But just because everyone is a hypocrite doesn’t make hypocrisy a virtue. And like many vices, hypocrisy is often expensive, which means lots of people can’t afford it. Most, for instance, don’t have the money to fly on a private jet; therefore they’re unlikely to become a climate-change activist and a frequent luxury flier (as Harry and Meghan stand accused of).
This, in essence, was Ricky Gervais’s point at the Golden Globes about hypocrisy in Hollywood. From here in London, Gervais’s monologue had a particularly British edge to it. Is any other country on Earth so obsessed with hypocrisy? Perhaps we Brits are because we know it so well: We make our money in part by accepting cash and investments from countries we regard as rogue or nasty; we profess pride in gentle manners and temperament but have been among the most violent nations in Europe; and, of course, we got rich through plunder.
Which gets us back to Harry and Meghan. What is it that they’re asking for? They have, they tell us, “chosen to make a transition,” which will see them “carve out a progressive new role” within the “institution.” Remember, that institution is monarchy: the system of inheriting authority as well as a whole range of other titles, wealth, land, and property. Harry is a duke and Meghan a duchess—not your classic progressive positions.
This, then, is perhaps the most problematic part of their plan. They want to remain in the royal family, retain the titles of the English aristocracy and the houses renovated with public funds, but step back from the duties that come attached to these privileges. Harry would not have got very far in the military asking whether he could stay but step back from his duty to serve. (Except, and this is a deeper problem, perhaps he could.)
To be fair to them, Harry and Meghan have seen the potential problem with their plan and declared their intention to “become financially independent.” But can they do this without trading off the institution they hope to step back from? Their opening move in this direction doesn’t suggest so. As my colleague Helen Lewis points out, the domain name of their new website is SussexRoyal.com.
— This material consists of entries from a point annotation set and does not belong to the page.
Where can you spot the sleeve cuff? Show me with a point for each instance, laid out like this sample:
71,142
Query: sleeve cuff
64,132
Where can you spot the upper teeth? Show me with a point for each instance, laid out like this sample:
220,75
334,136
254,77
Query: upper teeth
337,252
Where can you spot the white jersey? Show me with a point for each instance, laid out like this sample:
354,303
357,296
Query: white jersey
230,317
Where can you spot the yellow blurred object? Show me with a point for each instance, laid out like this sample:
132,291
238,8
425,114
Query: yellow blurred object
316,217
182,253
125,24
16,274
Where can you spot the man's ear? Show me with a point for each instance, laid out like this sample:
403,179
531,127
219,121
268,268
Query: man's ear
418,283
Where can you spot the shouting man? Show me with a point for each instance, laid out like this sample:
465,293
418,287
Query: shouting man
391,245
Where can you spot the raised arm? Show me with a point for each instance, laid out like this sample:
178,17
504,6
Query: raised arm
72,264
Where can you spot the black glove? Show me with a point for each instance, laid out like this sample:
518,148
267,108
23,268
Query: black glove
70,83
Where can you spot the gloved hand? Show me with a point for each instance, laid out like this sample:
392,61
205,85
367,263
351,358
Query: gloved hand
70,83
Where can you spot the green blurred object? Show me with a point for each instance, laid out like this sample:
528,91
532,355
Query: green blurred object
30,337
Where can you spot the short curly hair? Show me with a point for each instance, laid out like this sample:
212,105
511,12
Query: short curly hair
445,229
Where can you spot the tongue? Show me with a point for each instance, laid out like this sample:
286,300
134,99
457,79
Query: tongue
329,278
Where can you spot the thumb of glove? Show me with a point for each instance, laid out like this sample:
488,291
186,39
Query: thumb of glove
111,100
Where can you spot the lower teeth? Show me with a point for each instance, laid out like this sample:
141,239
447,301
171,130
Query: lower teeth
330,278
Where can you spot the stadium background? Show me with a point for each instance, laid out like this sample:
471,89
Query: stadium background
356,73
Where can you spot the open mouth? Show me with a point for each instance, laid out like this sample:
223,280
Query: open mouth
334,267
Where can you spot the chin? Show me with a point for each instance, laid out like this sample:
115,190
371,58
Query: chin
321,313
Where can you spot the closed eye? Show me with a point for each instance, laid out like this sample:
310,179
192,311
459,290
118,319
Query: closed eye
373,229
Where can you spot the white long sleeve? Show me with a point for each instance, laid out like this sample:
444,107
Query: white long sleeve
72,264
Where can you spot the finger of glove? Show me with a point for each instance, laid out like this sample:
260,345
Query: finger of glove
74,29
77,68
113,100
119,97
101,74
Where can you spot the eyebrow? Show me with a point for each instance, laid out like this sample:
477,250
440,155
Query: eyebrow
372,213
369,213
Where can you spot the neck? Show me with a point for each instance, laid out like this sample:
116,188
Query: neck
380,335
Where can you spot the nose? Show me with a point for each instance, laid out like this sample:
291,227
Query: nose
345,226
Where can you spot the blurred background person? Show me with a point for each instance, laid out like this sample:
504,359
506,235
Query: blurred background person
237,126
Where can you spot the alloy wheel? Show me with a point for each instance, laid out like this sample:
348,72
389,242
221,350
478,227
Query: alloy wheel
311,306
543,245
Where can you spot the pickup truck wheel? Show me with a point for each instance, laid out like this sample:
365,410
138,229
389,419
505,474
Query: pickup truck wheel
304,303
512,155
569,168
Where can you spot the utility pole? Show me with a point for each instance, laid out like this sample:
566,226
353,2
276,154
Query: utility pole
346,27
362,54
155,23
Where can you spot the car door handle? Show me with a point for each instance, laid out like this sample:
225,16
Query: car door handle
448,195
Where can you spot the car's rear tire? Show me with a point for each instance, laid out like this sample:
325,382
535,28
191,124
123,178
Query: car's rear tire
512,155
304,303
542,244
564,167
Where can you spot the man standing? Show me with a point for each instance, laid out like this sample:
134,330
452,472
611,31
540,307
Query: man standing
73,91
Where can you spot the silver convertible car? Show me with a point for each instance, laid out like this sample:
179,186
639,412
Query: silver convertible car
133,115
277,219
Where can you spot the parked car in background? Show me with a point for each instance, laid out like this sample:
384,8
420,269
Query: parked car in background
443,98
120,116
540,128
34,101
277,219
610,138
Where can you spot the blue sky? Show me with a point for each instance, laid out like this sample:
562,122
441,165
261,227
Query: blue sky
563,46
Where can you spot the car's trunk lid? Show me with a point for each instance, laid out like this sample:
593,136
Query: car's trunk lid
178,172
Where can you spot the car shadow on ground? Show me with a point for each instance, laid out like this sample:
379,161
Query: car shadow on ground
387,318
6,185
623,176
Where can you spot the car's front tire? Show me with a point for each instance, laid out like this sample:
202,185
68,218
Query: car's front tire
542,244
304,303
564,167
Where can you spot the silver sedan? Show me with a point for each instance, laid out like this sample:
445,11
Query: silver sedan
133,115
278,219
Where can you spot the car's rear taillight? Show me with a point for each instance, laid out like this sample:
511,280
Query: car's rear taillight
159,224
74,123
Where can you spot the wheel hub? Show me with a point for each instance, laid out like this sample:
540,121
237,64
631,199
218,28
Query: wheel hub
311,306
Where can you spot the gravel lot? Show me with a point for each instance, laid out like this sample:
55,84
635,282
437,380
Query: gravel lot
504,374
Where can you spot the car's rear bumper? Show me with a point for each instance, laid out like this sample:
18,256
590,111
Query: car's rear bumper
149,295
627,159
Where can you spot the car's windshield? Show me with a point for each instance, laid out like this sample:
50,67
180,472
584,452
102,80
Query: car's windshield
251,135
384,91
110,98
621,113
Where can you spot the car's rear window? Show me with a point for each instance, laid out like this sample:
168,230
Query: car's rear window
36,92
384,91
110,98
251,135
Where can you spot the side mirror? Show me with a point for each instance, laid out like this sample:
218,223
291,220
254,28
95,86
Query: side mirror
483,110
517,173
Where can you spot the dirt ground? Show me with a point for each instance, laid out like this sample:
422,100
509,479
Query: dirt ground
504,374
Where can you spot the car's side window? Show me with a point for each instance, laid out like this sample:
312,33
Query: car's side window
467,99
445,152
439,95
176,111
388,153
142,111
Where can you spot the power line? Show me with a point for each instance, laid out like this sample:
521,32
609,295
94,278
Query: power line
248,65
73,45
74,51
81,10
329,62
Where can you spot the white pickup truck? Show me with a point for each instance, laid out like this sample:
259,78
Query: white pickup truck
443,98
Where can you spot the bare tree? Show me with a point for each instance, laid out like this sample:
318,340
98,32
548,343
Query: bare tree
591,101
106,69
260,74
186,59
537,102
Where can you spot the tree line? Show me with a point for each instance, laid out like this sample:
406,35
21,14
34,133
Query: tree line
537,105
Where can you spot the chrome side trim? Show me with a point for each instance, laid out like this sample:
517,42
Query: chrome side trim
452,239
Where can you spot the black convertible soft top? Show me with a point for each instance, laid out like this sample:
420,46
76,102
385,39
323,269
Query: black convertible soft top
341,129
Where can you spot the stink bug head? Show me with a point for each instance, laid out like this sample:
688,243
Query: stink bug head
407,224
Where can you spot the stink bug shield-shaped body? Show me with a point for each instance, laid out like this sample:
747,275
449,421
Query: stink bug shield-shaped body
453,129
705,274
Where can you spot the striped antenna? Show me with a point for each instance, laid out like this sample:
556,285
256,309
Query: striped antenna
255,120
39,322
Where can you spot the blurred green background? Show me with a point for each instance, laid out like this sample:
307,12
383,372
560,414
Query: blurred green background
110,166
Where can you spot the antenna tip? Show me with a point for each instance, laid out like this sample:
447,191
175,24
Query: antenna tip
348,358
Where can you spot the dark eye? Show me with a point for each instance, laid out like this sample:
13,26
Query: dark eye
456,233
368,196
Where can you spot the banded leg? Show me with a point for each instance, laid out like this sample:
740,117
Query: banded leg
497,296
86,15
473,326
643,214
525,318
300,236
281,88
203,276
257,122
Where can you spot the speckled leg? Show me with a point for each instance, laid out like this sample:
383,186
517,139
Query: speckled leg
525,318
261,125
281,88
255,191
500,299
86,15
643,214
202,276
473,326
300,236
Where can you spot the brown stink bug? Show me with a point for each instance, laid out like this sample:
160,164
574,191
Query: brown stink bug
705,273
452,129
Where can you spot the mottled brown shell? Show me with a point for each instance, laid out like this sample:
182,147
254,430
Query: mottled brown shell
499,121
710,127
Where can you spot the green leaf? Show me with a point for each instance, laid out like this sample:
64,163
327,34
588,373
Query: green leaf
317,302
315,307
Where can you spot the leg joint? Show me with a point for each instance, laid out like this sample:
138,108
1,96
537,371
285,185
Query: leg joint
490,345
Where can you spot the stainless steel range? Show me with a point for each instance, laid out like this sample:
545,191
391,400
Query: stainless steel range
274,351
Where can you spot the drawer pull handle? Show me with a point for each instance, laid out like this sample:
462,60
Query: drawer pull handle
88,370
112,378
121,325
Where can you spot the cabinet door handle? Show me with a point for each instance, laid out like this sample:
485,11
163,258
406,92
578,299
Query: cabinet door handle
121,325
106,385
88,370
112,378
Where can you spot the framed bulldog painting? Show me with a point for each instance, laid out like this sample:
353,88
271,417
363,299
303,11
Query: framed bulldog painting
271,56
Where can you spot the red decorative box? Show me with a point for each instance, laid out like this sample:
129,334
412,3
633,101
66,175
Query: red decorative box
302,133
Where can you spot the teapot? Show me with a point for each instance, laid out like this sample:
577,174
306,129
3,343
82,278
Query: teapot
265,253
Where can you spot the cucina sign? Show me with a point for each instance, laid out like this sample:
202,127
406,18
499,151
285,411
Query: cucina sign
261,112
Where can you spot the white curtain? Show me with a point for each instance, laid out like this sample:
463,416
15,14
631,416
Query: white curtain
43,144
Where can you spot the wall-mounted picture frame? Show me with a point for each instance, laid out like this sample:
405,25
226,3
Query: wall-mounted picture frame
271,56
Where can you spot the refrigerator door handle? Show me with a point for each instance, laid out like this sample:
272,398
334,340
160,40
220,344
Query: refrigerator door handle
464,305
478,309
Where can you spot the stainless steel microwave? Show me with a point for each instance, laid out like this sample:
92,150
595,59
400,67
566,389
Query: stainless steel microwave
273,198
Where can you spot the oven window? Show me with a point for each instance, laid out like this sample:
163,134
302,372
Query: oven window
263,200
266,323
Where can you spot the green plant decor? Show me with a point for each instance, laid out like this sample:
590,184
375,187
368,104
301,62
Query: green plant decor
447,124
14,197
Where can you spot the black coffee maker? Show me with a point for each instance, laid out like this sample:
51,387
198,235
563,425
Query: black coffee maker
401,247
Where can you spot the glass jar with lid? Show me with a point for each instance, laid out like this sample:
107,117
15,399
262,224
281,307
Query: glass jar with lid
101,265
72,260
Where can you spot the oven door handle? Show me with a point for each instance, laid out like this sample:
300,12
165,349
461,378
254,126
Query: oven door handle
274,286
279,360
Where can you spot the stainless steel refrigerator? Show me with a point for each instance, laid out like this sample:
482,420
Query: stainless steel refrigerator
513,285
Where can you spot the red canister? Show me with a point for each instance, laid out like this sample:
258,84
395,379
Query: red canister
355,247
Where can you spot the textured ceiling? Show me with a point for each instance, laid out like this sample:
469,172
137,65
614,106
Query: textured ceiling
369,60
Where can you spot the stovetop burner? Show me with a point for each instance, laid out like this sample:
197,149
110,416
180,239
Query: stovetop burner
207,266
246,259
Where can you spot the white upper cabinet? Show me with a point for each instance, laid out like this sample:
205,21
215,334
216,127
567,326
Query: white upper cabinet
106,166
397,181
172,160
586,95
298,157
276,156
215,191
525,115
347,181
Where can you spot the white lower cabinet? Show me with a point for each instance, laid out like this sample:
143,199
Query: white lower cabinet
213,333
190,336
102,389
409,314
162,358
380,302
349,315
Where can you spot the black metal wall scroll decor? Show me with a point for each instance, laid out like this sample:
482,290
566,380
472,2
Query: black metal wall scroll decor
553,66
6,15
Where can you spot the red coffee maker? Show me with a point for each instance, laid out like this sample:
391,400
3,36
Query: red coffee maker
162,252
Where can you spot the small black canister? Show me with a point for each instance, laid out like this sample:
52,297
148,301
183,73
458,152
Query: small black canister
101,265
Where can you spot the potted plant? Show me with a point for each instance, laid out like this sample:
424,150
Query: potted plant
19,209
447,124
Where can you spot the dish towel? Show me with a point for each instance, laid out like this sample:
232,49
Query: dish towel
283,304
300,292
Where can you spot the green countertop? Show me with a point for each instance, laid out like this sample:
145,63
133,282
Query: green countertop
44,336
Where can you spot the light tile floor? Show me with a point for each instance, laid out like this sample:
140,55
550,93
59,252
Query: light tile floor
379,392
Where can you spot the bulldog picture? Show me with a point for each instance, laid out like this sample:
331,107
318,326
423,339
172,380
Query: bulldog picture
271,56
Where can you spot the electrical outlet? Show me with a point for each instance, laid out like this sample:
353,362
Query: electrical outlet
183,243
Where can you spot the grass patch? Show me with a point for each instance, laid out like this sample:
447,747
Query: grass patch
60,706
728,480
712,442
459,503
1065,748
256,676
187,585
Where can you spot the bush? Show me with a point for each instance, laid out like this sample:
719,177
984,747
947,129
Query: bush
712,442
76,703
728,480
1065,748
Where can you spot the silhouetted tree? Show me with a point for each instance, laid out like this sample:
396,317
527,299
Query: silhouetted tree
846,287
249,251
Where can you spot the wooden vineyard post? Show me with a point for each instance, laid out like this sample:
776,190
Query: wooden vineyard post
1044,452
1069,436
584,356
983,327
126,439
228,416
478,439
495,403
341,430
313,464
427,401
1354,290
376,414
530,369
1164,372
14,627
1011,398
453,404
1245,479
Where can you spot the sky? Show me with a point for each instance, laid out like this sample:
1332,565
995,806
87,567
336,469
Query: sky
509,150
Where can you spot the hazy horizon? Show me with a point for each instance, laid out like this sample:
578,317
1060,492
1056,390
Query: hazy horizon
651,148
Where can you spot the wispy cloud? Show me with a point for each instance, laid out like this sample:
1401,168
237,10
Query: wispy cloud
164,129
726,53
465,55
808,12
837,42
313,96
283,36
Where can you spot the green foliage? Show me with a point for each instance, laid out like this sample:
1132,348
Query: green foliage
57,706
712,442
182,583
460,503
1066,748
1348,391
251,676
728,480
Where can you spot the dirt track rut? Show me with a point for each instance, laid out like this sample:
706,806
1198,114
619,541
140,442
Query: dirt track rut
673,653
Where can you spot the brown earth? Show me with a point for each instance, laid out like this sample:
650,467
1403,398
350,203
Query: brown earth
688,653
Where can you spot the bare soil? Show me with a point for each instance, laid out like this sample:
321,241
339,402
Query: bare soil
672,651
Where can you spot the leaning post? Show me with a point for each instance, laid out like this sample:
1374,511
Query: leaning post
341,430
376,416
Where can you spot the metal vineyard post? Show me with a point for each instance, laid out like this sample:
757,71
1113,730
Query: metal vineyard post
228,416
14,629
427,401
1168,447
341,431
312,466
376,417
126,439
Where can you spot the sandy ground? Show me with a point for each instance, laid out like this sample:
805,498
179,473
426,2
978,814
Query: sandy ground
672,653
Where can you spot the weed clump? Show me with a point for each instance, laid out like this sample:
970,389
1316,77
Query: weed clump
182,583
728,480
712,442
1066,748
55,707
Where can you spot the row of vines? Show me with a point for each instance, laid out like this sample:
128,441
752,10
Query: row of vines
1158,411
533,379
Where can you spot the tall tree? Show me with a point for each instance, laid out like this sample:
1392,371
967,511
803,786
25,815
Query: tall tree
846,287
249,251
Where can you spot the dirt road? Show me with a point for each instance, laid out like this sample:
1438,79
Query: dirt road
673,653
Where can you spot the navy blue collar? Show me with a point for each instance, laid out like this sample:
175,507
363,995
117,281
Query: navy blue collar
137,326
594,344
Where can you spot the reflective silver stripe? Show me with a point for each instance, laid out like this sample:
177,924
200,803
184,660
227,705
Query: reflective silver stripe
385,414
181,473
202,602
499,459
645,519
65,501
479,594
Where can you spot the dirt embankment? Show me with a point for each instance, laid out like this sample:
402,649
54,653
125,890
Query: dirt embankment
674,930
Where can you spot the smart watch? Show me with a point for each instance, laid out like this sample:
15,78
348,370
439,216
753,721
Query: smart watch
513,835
Another problem the pair appear not to understand is their desire to be progressive—but seemingly without the controversy and criticism that comes from taking a stance on issues of public debate. At heart, it’s unclear whether Harry and Meghan realize being progressive is not an apolitical act. Climate change is not apolitical. Even mental health is not apolitical. These issues, which the couple have voiced their opinion on, come with real, important, and political questions attached. On climate, it’s one thing to say it’s important, another to say what should be done about it. Who should bear the costs of tackling it, for instance? Mental health also comes with big, unanswered, and deeply political questions: Who should pay for treatment? Should it receive parity of funding with physical health? None of these questions have universally agreed-on answers—they are political.